NEW YORK — The Tribeca Film Festival kicks of April 19th through the 30th and the festival’s virtual arcade, known as Storyscapes, includes To Be with Hamlet, a live theater performance of Hamlet conducted in VR in realtime. A multi-user platform — running on Nvidia GPU-powered systems — allows audience members see each other in this virtual space, creating an immersive theater experience.
John Gielgud, Mel Gibson, Bart Simpson - each has taken a turn as Shakespeare’s Hamlet. But while many have uttered the line “to be or not to be,” no one has given audiences the chance to be in the world of the play themselves, until now.

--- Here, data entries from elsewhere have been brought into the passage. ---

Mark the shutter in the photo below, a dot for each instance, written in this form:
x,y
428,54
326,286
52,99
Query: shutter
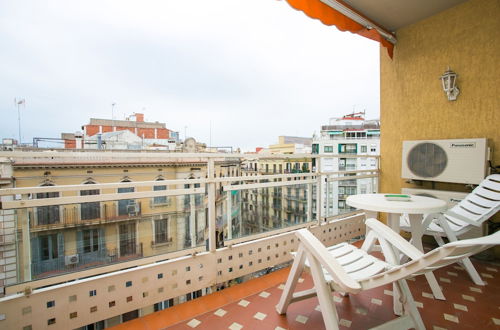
x,y
35,249
79,241
102,246
60,245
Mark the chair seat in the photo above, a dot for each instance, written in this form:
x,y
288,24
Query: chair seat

Javier Molina, an adjunct assistant professor of Integrated Digital Media at New York University, has created one of the first live performances of theater in virtual reality (VR). To Be with Hamlet joins VR experiences at this year’s Tribeca Film Festival Virtual Arcade. The performance focuses on the fifth scene of Act I, which begins with the encounter between Hamlet and his murdered father’s ghost. By using motion capture, multi-user VR and spatial audio technology, To Be with Hamlet lets audiences walk the battlements of Elsinore Castle. Audiences witness a live performance in realtime streamed to their HTC Vive VR headsets. And the multi-user platform lets audience members see each other in this virtual space, so they get an immersive theater experience.
“The power of presence is critical in a theater production where audiences view live performances in a communal setting,” Molina says. “Because the Nvidia GPUs provide the performance and fidelity required by VR, we don’t have to worry about the audience losing that feeling of presence.”
The VR storytelling techniques used in To Be With Hamlet will shed new light on the story of the prince of Denmark, Molina says. “By being present with Hamlet in his world, modern audiences can gain new insight into the beliefs and forces that shaped his fate,” Molina says.
How bold to bring us all into a play. About a play inside another.